Così lontani, così vicini

«Il coronavirus – ha detto il vescovo Domenico ieri sera – è stato anche una prova per la democrazia».

«Non nel senso che essa sia stata abolita, nonostante le misure drastiche di riduzione delle nostre libertà personali. Direi invece che questo tempo sospeso ha risvegliato le nostre responsabilità sociali: velocemente siamo tornati a dedicarci all’informazione e alla conoscenza, e qualche volta persino a cambiare radicalmente abitudini e prassi consolidate. Il tempo della distanza fisica ci ha fatto paradossalmente ritrovare il prossimo, anche se non ci sta accanto, se non abita nel nostro stesso condominio, anche se non è necessariamente un amico: abbiamo così assaporato l’esperienza di essere sulla stessa barca e di dover agli altri e di attendere dagli altri attenzione e rispetto: in una sola parola, solidarietà».

«Da troppo tempo in effetti, la democrazia come partecipazione attiva si era andata progressivamente eclissando in nome di una facile delega.

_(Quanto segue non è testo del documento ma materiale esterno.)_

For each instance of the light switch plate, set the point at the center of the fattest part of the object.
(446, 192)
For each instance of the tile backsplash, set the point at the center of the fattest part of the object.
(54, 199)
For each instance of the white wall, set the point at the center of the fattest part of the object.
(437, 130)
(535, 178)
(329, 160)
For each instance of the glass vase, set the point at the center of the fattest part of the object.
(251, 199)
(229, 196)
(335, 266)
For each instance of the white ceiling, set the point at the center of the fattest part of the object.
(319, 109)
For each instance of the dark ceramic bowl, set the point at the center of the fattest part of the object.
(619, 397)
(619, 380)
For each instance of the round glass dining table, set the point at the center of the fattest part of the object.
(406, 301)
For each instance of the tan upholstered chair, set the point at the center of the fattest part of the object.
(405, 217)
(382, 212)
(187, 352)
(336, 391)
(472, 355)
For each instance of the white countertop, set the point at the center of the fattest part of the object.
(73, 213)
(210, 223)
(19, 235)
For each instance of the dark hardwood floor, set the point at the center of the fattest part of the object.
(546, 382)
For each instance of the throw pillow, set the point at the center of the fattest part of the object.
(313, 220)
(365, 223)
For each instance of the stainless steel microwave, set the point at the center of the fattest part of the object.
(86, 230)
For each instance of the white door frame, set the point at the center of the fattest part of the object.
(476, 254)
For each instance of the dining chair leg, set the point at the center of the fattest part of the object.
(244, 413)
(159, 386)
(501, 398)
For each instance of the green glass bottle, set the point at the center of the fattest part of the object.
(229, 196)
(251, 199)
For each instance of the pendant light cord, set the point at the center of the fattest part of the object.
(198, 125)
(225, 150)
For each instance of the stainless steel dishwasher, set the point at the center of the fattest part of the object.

Troppi erano diventati passivi ascoltatori degli eventi politici, dei giochi di potere, della competizione: mentre la democrazia richiede di scendere in campo, non di limitarsi a starsene comodamente in panchina a criticare gli altri».

«A questo proposito sarà importante per il futuro, poichè non senza enfasi retorica si dice che nulla sarà più come prima, che ad affermarsi non sia la ragione degli interessi di parte, ma quella degli interessi di tutti, a cominciare dei bisogni dei più deboli, degli ultimi, e di chi è stato gettato in una crisi imprevista e tragica».

«Le ragioni della finanza, della produzione e del commercio avranno senso se saranno commisurate ai diritti dei lavoratori, della società e di più equi rapporti sociali. La quadratura del cerchio di una democrazia moderna è infatti mettere insieme tre indicatori, che non vanno esattamente nella stessa direzione: la libertà politica, lo sviluppo economico e l’equità sociale».

«Il coronavirus – ha concluso monsignor Pompili – ci ha insegnato che o cambiamo il nostro modo di vivere in questo mondo o saremo destinati ad un futuro incerto fatto di ingiustizia, di sfruttamento e di insensibilità. Esercitare l’azione politica allora – e non dimettersi dalle proprie responsabilità – è l’unica strada per evitare che si rimetta in modo la vecchia macchina: quella che ci ha lasciati a piedi».